Le lacrime di un bambino possono essere destabilizzanti. Che siano dovute alla stanchezza o a un riflesso condizionato, la tentazione di farlo smettere il prima possibile è forte. Tuttavia, riconoscere un'emozione anziché reprimerla permette al bambino di comprenderla meglio e di sviluppare competenze preziose per crescere serenamente.
Perché questa piccola frase andrebbe evitata
"Smettila di piangere" è una di quelle frasi che molti adulti usano senza cattive intenzioni. Tuttavia, può far sentire un bambino come se ciò che prova fosse inaccettabile o come se dovesse nascondere le proprie emozioni. Gli specialisti dello sviluppo infantile ci ricordano che un bambino non possiede ancora le stesse capacità emotive di un adulto. Il pianto è spesso il modo più naturale per sfogare frustrazione, paura, tristezza o stanchezza estrema. L'obiettivo, quindi, non è far scomparire l'emozione, ma sostenerla.
1. "Vedo che sei triste, sono qui."
Questa frase ha un effetto rassicurante immediato. Dando un nome all'emozione osservata, si aiuta il bambino a identificare ciò che prova. Aggiungendo "Io sono qui", gli si dimostra che può superare questo momento difficile senza essere solo. Questa sensazione di sicurezza è fondamentale per imparare a gestire meglio le proprie emozioni nel tempo.
2. "Hai tutto il diritto di piangere, capita a tutti."
Piangere non è né una debolezza né un comportamento da correggere. Ricordando al bambino che tutti possono provare tristezza o scoraggiamento, si normalizza l'emozione. Questo lo aiuta a capire che i suoi sentimenti sono legittimi e che non ha nulla di cui vergognarsi.

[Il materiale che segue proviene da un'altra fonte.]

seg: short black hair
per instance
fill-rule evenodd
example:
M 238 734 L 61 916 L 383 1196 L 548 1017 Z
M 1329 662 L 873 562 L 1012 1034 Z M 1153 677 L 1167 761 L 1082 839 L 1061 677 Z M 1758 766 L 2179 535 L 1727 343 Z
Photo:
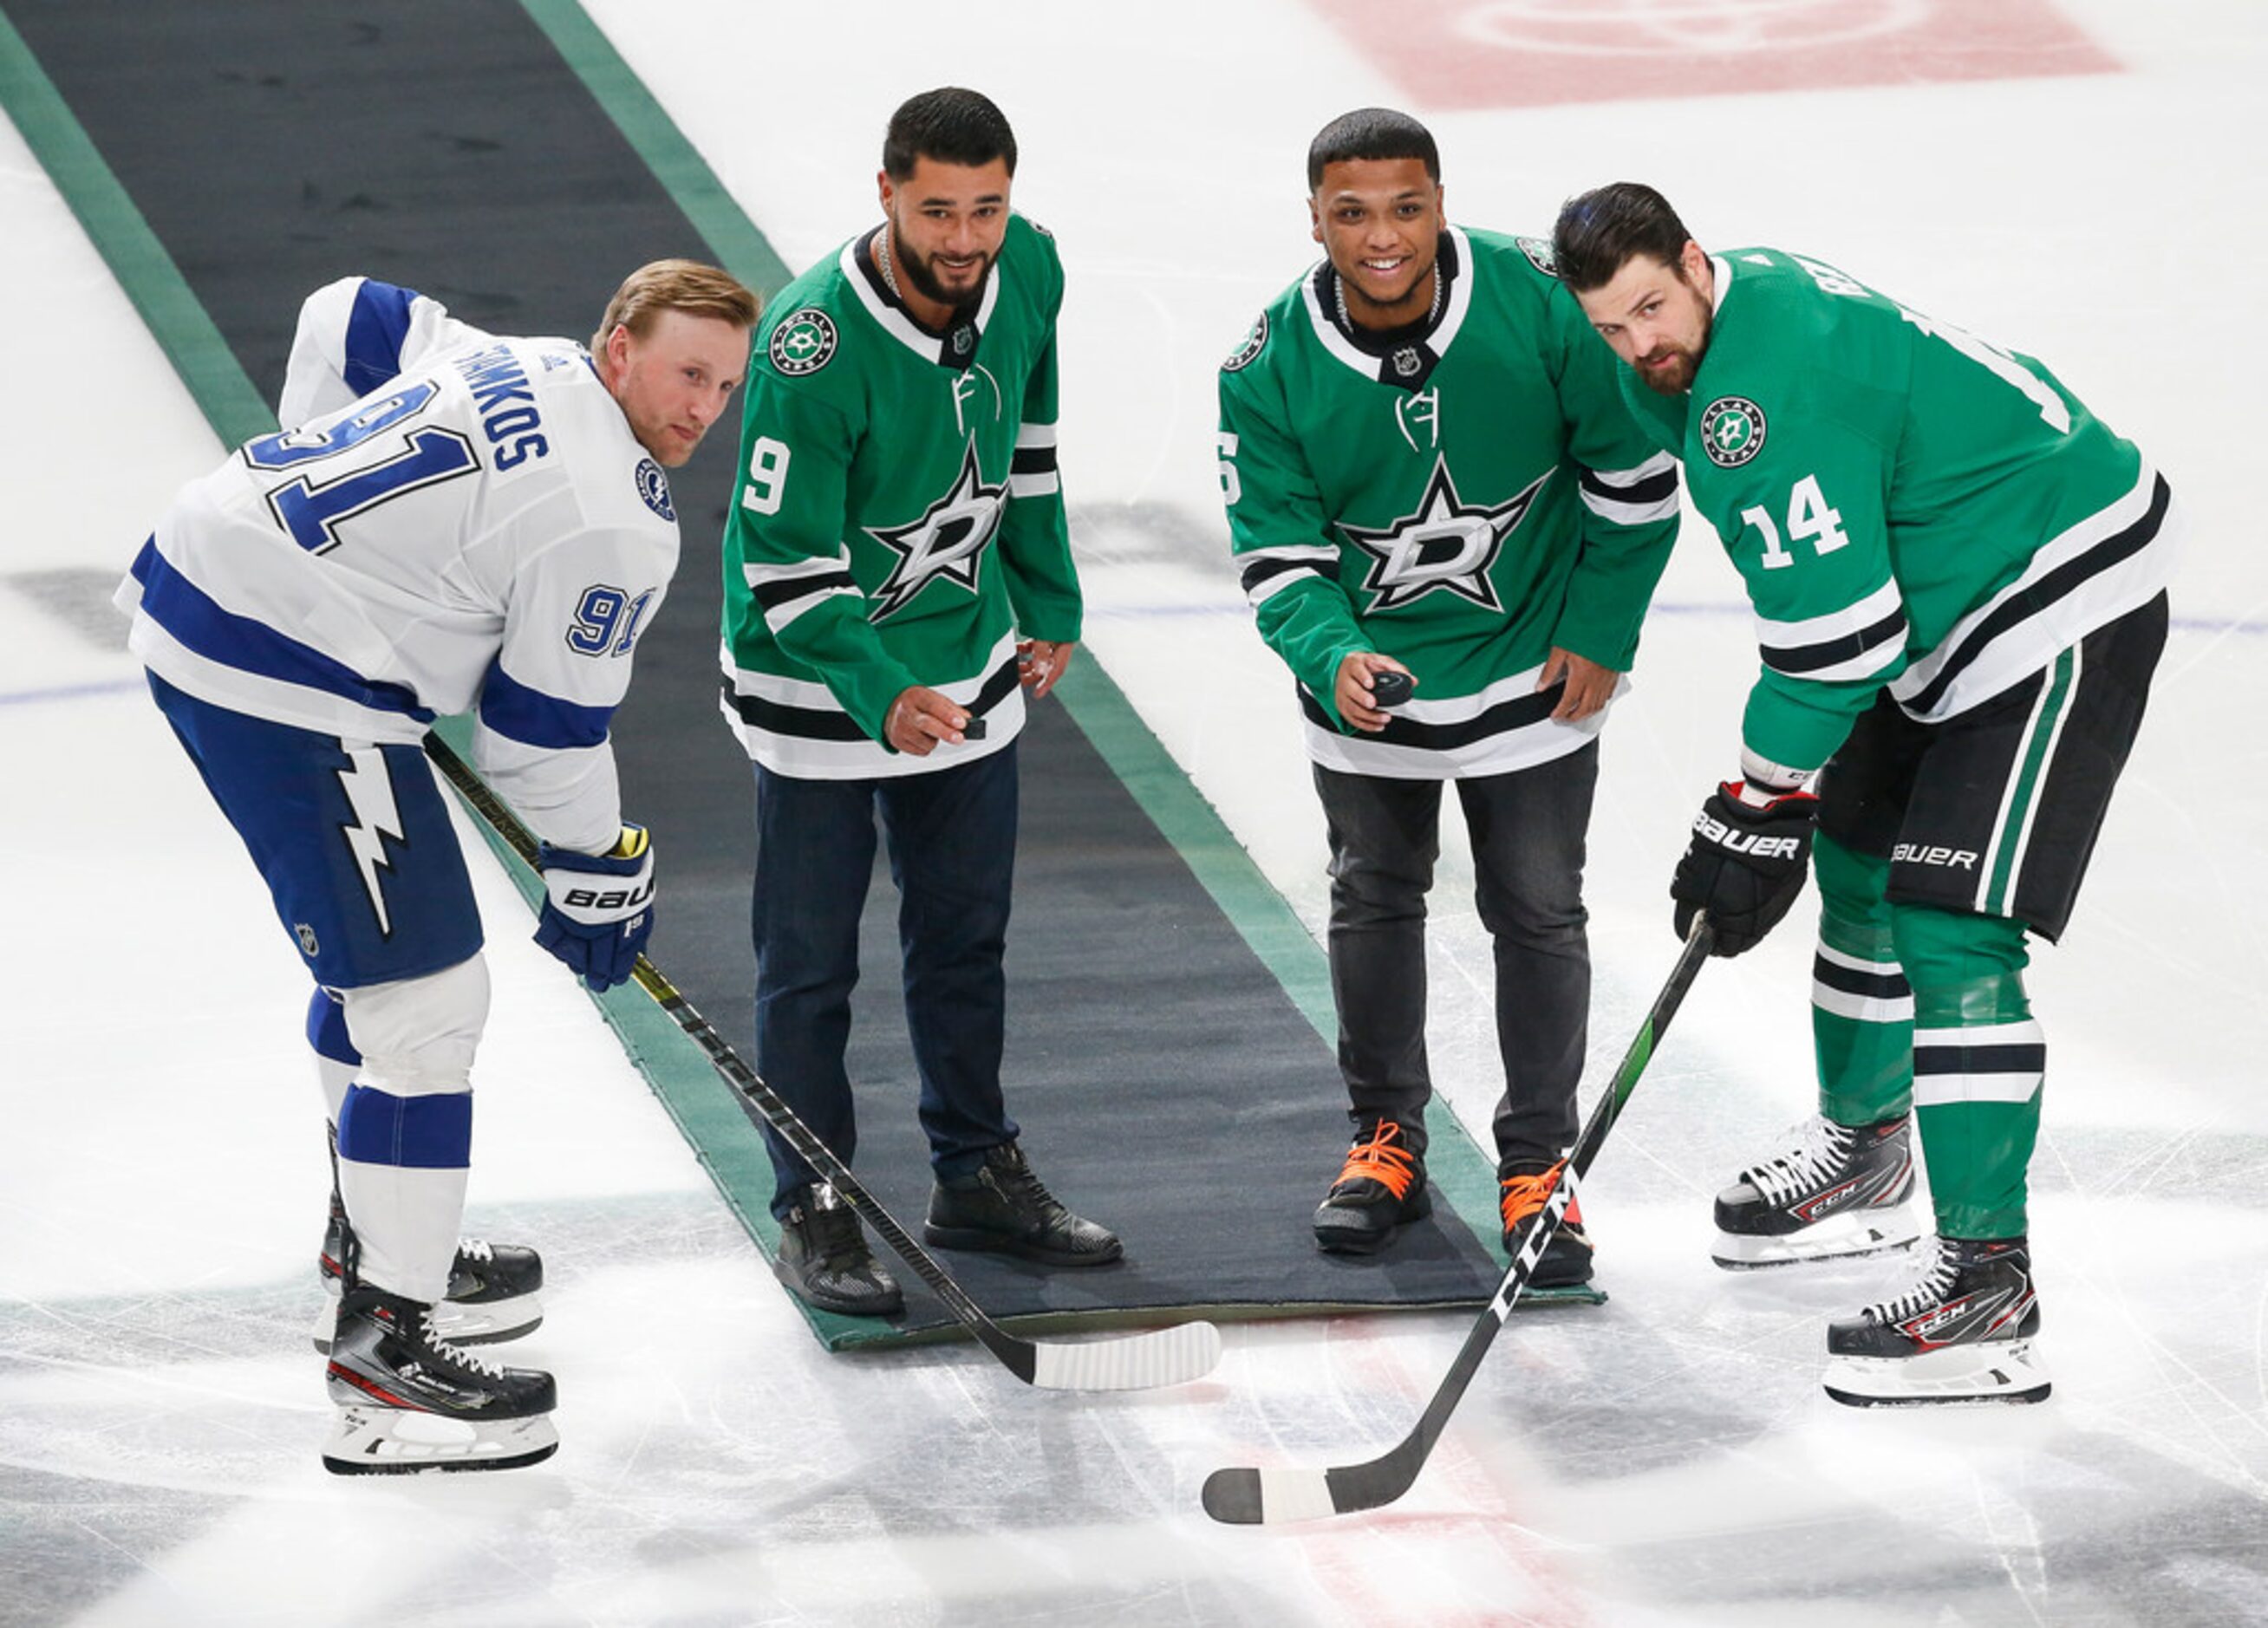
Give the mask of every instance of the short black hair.
M 1323 166 L 1358 158 L 1422 158 L 1425 179 L 1441 184 L 1441 150 L 1433 132 L 1391 107 L 1358 107 L 1315 132 L 1307 144 L 1307 190 L 1323 184 Z
M 959 85 L 941 85 L 908 97 L 890 115 L 890 128 L 882 136 L 882 173 L 892 180 L 912 174 L 915 161 L 921 158 L 970 169 L 1004 158 L 1013 175 L 1016 133 L 990 97 Z
M 1559 280 L 1579 294 L 1604 288 L 1638 255 L 1676 266 L 1693 234 L 1677 211 L 1643 181 L 1594 187 L 1559 206 L 1551 257 Z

Un messaggio semplice, ma particolarmente prezioso per costruire una sana autostima.
3. "Preferisci un abbraccio o un po' di tranquillità?"
Non tutti i bambini reagiscono allo stesso modo quando sono turbati. Alcuni cercano il contatto fisico, mentre altri hanno bisogno di un po' di spazio. Offrendo loro una scelta, si incoraggia il bambino a capire cosa lo farebbe sentire meglio in quel momento. È anche un ottimo modo per insegnargli ad ascoltare i propri bisogni ed esprimerli.
4. "Puoi indicarmi dove senti questa sensazione nel tuo corpo?"
Spesso le emozioni si esprimono attraverso il corpo prima di essere tradotte in parole. Un nodo allo stomaco, un groppo in gola o una sensazione di calore possono accompagnare rabbia, paura o tristezza. Incoraggiare i bambini a riconoscere queste sensazioni li aiuta a comprendere meglio ciò che stanno provando. Questa consapevolezza sviluppa gradualmente la loro intelligenza emotiva e corporea.
5. "Quando sarai pronto, ne parleremo insieme."
A volte, un bambino semplicemente non riesce a spiegare cosa prova in quel momento. Pretendere una risposta immediata può quindi intensificare il suo disagio. Questa frase gli dà il tempo necessario per calmarsi, dimostrandogli al contempo che rimarrai disponibile ad ascoltarlo. Instaura un clima di fiducia e rispetta i suoi tempi.
In definitiva, queste poche frasi hanno una cosa in comune: riconoscono l'emozione anziché negarla. Poche parole ben scelte possono trasformare una crisi in una vera e propria opportunità di apprendimento. Questo approccio premuroso rafforza il legame di fiducia e fornisce al bambino strumenti preziosi per la vita.